Но, как учит нас грек, имя которого давно утрачено, любая вещь имеющая рождение в определенный срок обязана встретить свой предел. И даже божественное рано или поздно обретает его в смятении людского ума. Порой это смятение являет себя алтарной тишиной, когда благоговейный шёпот страждущих исчезает словно рассветная дымка с приближением дня. Порой же божественное покидает мир с громом и молниями, с ветром, раздувающим кровавые пузыри в уголках губ, утекает тонкими струйками крови, покидающими пронзённое тело в ночной час, более недостойное быть вместилищем бога. Воистину, так была утрачена смертная форма тем сосудом страстей, кем я некогда был, но и это не смогло потревожить меня. Посему в час своего испытания, лишь спокойным молчанием, лёгкой улыбкой встретил я ропот кровожадной толпы, исполненным августейшего достоинства взглядом приветствовал удар молота, безжалостно сокрушивший мою каменную плоть.

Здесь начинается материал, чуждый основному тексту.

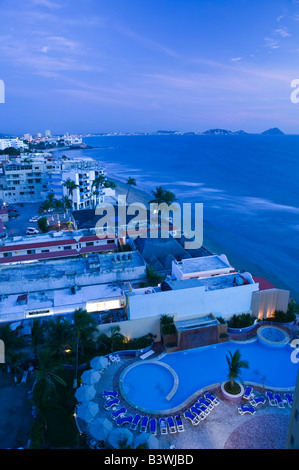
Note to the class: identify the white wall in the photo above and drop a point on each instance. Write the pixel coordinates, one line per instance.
(192, 301)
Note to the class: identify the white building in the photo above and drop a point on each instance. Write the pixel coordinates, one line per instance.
(15, 143)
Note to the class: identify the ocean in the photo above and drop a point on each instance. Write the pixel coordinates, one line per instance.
(248, 185)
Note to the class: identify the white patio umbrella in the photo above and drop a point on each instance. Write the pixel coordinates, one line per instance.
(85, 393)
(100, 428)
(99, 362)
(120, 438)
(90, 377)
(87, 411)
(146, 439)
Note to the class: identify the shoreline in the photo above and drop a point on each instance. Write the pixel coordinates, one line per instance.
(211, 239)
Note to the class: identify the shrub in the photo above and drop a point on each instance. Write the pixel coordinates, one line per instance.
(282, 317)
(43, 224)
(241, 321)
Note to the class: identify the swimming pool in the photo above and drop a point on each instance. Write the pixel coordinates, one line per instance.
(148, 385)
(273, 336)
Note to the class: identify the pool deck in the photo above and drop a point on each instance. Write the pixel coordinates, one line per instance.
(223, 428)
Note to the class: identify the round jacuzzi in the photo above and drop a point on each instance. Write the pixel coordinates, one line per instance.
(273, 336)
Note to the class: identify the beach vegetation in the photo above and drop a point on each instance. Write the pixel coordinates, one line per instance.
(241, 320)
(235, 366)
(42, 224)
(167, 325)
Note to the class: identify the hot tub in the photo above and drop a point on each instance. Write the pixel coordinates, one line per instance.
(273, 336)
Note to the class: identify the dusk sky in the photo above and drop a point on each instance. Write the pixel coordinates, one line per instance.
(142, 65)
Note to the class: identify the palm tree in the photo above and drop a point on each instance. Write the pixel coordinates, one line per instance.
(37, 334)
(59, 335)
(70, 186)
(46, 378)
(67, 203)
(162, 195)
(116, 338)
(109, 184)
(152, 277)
(130, 182)
(235, 364)
(84, 327)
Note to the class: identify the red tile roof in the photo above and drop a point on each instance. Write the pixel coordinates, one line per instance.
(92, 249)
(38, 256)
(263, 283)
(29, 246)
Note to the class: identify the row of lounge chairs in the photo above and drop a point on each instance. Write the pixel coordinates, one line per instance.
(274, 399)
(201, 408)
(146, 424)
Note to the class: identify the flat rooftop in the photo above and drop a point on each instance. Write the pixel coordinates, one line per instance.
(37, 271)
(202, 264)
(209, 283)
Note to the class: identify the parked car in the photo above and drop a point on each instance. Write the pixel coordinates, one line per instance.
(32, 231)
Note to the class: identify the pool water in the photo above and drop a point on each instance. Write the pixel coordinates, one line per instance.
(273, 334)
(149, 384)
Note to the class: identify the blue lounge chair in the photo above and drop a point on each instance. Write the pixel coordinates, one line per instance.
(135, 422)
(248, 393)
(258, 401)
(280, 402)
(194, 419)
(107, 394)
(202, 408)
(171, 425)
(124, 420)
(246, 409)
(179, 423)
(111, 403)
(214, 400)
(206, 403)
(144, 424)
(119, 413)
(199, 413)
(289, 399)
(271, 399)
(153, 426)
(163, 426)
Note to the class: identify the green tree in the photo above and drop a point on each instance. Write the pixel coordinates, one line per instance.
(152, 277)
(84, 327)
(45, 377)
(70, 186)
(130, 182)
(59, 335)
(235, 365)
(162, 195)
(37, 335)
(42, 224)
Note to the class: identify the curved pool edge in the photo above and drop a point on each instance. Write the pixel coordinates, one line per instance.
(268, 342)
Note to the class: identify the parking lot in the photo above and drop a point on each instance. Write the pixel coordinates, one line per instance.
(18, 226)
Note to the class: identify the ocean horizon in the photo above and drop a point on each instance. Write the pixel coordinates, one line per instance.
(247, 184)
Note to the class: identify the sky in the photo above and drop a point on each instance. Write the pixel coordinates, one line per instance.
(97, 66)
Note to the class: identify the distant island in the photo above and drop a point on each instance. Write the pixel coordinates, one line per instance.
(273, 131)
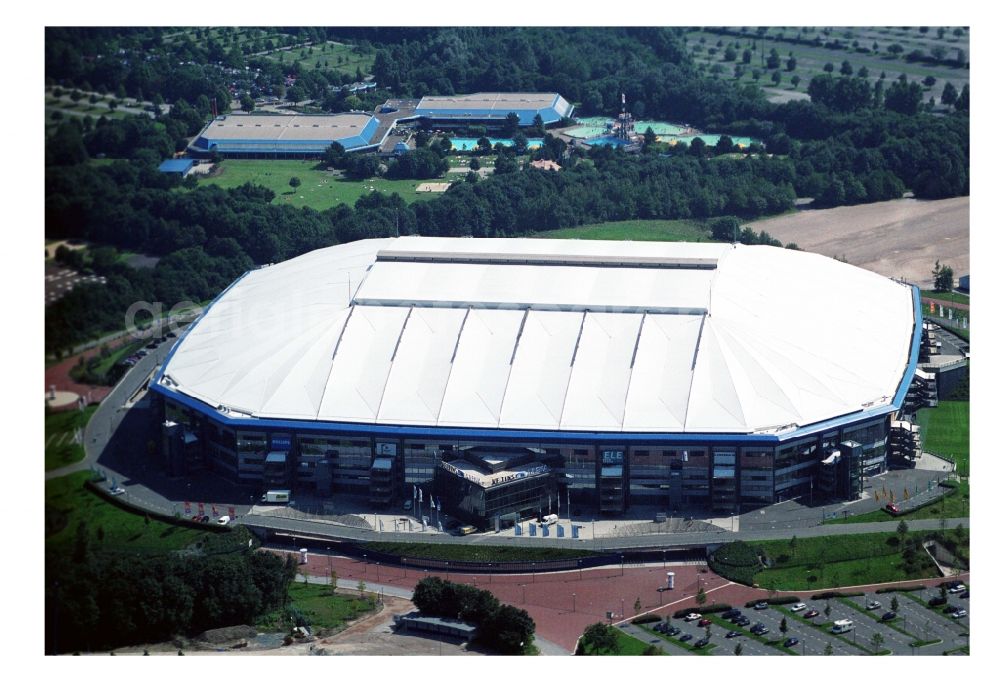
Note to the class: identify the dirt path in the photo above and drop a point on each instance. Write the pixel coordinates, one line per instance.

И пусть я до скончания веков пробуду пленником речного бога, пусть не буду принят как равный своими братьями-небожителями, не войду в их чертоги, пусть даже тонкая линия профиля на золотом диске пред моими очами дерзит изгибами, которых я более не имею, всё это не имеет значения. Ведь в моём взгляде нет места печали.
***
Стоя на берегу небольшой речки, которая в лучшем случае могла бы закрыть своими водами его бёдра, смуглый мальчонка пристально вглядывался на её дно: там совершенно точно что-то блеснуло. Момент и вот он уже вертит в руках голову статуи, которую сначала вообще принял за валун, а в кармане мальца исчезает пара золотых, которые были ей придавлены. Время явно не было благосклонно к несчастному творению неизвестного автора: не хватает носа, а губы лишь чудом сохранили лёгкую, почти незаметную улыбку.